Sometimes, I just wish life would end. But that’s on a really bad day.
On the good days, I see how fragile and heartbreaking and beautiful and precious life is. And I simply want to live with everything in me so that when my time comes, I’ll go running into the next life without any regrets.
(Today is a bad day, just in case you were wondering. Need some prayer.)
Yet my friend is running right now.
I wrote about the dream I had about six years ago during my senior year in high school when everything went south in my life. Back then, I didn’t know if I could make it through all the pain. And one night, I dreamed that I was running through a vast field of golden flowers. There were these sweeping mountains around me. There is nothing I can do to describe how beautiful it was. And my heart was throbbing with a joy I have never experienced on earth. I was running, running through this field and singing with everything in me like a child. When I woke up, my heart still throbbed with that joy for a moment.
And I thought, “That is what heaven is like.”
A week after my friend died, I was having a quiet time with God, crying and trying so hard to worship Him through the tears. During this time, I got this very vivid vision of my friend.

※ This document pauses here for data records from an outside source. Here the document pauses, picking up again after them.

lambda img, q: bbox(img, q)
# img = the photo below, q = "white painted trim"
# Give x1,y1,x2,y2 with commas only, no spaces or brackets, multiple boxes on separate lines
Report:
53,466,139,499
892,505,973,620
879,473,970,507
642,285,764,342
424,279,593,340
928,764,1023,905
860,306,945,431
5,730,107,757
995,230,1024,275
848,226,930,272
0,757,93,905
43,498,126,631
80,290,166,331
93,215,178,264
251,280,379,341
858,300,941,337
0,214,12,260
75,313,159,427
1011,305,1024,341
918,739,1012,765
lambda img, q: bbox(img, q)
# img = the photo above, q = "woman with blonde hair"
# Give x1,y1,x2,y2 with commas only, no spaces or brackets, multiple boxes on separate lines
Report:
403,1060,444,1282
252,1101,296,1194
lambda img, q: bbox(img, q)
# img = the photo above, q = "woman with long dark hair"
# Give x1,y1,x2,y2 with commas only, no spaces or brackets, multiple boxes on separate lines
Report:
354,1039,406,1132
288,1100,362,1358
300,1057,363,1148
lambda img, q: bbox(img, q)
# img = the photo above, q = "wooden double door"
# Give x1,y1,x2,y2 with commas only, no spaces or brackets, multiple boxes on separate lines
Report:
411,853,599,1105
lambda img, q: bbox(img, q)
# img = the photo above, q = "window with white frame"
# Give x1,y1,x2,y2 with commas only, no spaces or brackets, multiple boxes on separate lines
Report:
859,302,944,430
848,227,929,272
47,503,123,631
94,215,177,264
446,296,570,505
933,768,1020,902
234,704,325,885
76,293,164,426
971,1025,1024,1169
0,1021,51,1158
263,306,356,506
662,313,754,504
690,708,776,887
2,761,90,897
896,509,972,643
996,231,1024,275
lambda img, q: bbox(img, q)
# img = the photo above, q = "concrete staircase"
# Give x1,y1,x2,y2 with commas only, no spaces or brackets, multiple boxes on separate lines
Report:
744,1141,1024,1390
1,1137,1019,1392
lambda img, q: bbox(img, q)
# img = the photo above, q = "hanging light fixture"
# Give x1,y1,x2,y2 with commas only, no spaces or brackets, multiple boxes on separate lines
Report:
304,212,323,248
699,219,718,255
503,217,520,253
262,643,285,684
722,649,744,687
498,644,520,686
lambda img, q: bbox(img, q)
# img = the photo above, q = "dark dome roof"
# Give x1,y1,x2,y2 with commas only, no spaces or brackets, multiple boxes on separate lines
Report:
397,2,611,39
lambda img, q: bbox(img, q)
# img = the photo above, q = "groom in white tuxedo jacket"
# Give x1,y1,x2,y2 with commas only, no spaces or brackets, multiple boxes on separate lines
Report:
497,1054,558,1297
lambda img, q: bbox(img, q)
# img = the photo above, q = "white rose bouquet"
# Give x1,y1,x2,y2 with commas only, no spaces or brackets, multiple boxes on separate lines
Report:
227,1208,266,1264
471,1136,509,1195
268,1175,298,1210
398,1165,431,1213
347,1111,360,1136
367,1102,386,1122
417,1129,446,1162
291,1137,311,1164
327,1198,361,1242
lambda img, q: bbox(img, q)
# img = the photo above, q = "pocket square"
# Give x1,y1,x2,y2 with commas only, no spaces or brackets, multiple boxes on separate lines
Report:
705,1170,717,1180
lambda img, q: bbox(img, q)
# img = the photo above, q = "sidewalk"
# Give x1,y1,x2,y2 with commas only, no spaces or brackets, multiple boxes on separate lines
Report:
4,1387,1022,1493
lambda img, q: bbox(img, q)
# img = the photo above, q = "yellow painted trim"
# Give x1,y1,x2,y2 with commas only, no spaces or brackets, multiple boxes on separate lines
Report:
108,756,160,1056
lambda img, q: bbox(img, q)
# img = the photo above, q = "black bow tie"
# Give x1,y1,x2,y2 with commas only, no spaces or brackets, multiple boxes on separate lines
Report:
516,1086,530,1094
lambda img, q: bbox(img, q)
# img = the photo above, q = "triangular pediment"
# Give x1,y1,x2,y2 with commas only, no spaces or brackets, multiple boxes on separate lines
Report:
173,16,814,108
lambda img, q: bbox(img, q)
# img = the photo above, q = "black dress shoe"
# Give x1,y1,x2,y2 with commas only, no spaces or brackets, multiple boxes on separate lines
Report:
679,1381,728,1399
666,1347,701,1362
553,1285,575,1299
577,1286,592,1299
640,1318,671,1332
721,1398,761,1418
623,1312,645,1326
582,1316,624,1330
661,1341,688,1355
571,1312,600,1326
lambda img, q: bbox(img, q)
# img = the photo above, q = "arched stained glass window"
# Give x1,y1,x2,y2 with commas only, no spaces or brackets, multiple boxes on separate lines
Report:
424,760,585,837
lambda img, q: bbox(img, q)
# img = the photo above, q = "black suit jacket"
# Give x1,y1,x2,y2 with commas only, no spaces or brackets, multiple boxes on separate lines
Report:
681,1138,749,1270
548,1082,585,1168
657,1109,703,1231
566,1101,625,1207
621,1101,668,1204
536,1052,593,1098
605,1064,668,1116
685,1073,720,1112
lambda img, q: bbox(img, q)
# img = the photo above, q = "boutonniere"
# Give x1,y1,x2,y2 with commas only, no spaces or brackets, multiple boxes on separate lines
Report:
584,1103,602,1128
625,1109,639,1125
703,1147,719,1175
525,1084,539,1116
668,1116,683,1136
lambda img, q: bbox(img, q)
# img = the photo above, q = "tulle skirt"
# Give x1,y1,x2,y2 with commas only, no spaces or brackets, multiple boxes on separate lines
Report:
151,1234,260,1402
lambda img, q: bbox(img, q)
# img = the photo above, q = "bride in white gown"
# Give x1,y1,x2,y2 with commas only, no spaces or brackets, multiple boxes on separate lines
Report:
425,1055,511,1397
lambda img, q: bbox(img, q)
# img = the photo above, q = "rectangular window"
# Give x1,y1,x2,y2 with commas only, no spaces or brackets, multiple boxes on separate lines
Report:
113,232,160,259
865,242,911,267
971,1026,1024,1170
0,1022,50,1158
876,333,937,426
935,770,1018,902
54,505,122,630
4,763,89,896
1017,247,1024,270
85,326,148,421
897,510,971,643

She was clothed in white, her hair was long and thick and dark, and she was running. Running through a vast field of golden flowers.
And the mountains soared around her.
She is lost in God’s country.
She is exploring Love.
She will never stop growing and knowing.
She is healed and whole.
How can I want her back? It’s selfish to want her back, and I knew it when I had that vision. She is so happy and free now.
Oh, I just miss her. I want to share with her the music I’m listening to and the books I’m reading and the thoughts I’m thinking. I want her to visit me in Colorado and explore the mountains, like we’d dreamed of doing. Strange, but I even want to talk to her about her death. I want to have just ONE more conversation where I can tell her all I’ve been learning through the pain and tears, all God is teaching me through it all.
Yes, I miss her.
But I do rejoice for her.
This artwork was a way to rejoice with her. I’ve worked on it since January. Last night, I finished it to commemorate the six month anniversary. Every time I felt like dying inside with grief, I’d get this project out and work on it. I’d paint what I saw in that vision. I drew hope and strength from the truth that my friend IS. She has not ceased. She is. And she is laughing and reveling in the joy of heaven.
My dear Kindred Spirit, run on.
And when I get there, we’ll run together.